Doping Russia
Politica e sport

Ci mancava anche lo scandalo del doping nello sport per isolare ulteriormente la Russia proprio adesso che sono in corso tentativi di riavvicinarla all’Europa e all’Occidente e non buttarla tra le braccia dei cinesi. La decisione dell’Agenzia mondiale anti-doping (Wada) è stata presa all’unanimità, segno che qualcosa di veramente grave è davvero avvenuto: sarebbero state presentate prove false e vi sarebbero state delle manomissioni di dati di laboratorio. Mai nello storia dello sport un Paese aveva subito una condanna così pesante. La Russia, però, è recidiva. Ecco la ragione di tanto rigore.

Le reazioni federali sono improntate alla massima difesa ed all’annuncio che entro 21 giorni verrà «contestata» la decisione del Wada. Di «isteria anti-russa» parlano in tanti come di «politicizzazione dello sport». Tuttavia, nelle giornate passate, si era assistito ad un inatteso scambio di accuse tra il ministero dello Sport e l’Agenzia anti-doping nazionale, Rusada. Il capo di quest’ultima, Jurij Ganus, aveva previsto la condanna ed aveva ribadito alla vigilia della decisione di Losanna che «lo sport pulito è la sua missione».

L’opinione diffusa tra la gente è che comunque gli stranieri ce l’abbiano con la Russia, poiché essa ha vinto tanto nello sport in questi ultimi anni ed occorre fermarla. Il risultato di questo pasticcio è che molti atleti russi saranno costretti in futuro ad allenarsi sempre più spesso all’estero e qui fare le prove anti-doping necessarie per partecipare alle competizioni internazionali. Oppure, documenti alla mano, dimostrare di «essere puliti» ed essere estranei a quest’ennesimo scandalo.

Sui mass media federali ci si domanda poi che cosa ne sarà adesso della partecipazione ai campionati europei di calcio 2020, una sede è San Pietroburgo, ed ai mondiali del Qatar 2022. Anche la Russia del pallone sarà bandita? Nel recente passato gli atleti russi, che sono riusciti a non farsi travolgere dal ciclone doping, hanno preso parte alle competizioni internazionali – quando ufficialmente, invece, il loro Paese era squalificato – gareggiando sotto la bandiera dello sport internazionale.

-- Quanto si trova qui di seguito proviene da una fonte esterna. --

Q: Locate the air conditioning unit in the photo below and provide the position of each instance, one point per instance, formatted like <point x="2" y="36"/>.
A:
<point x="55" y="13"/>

Vincendo, però, non hanno potuto vedere il loro vessillo tricolore alzarsi sul pennone più alto negli stadi o ascoltare l’inno nazionale. E proprio qui sta il nocciolo della questione. A molti nel mondo dello sport non è affatto piaciuto cosa è successo a Kazan alle Universiadi 2013, quando i padroni di casa hanno presentato una squadra di professionisti invece che di universitari, stracciando tutti ed assicurandosi ben 292 medaglie, di cui 155 d’oro.

Su quanto avvenuto alle Olimpiadi invernali di Sochi 2014 sono stati scritti fiumi di inchiostro. Anche qui, prendendosi la rivincita sui disastrosi precedenti Giochi di Vancouver 2010, la Russia ha surclassato la concorrenza imponendosi nel medagliere finale. Agenti dei servizi segreti, gli eredi dell’ex Kgb di memoria sovietica, avrebbero operato all’interno dei laboratori per l’analisi del doping, come ha denunciato un funzionario russo, rifugiatosi negli Stati Uniti.

Nel febbraio 2014 la ventata di nazionalismo ed orgoglio patriottico per quelle giornate gloriose di vittorie sportive fece impennare il rating del presidente Putin a poche ore dall’«annessione» della Crimea e dall’inizio della guerra nell’Est dell’Ucraina, in Donbass. Ma già nel 2005, durante il secondo mandato, si era tentato di sfruttare l’organizzazione a Mosca del campionato europeo di basket per club per portare entusiasmo nelle ore in cui il Paese celebrava il 60° della vittoria nella Seconda guerra mondiale. Allora andò male. Anche nell’epoca della globalizzazione e di Internet, in conclusione, «pane e circo» rimane una strategia politica sempre attuale. Il problema è che oggi nessuno è più disposto a chiudere gli occhi davanti ai «Grandi» del passato.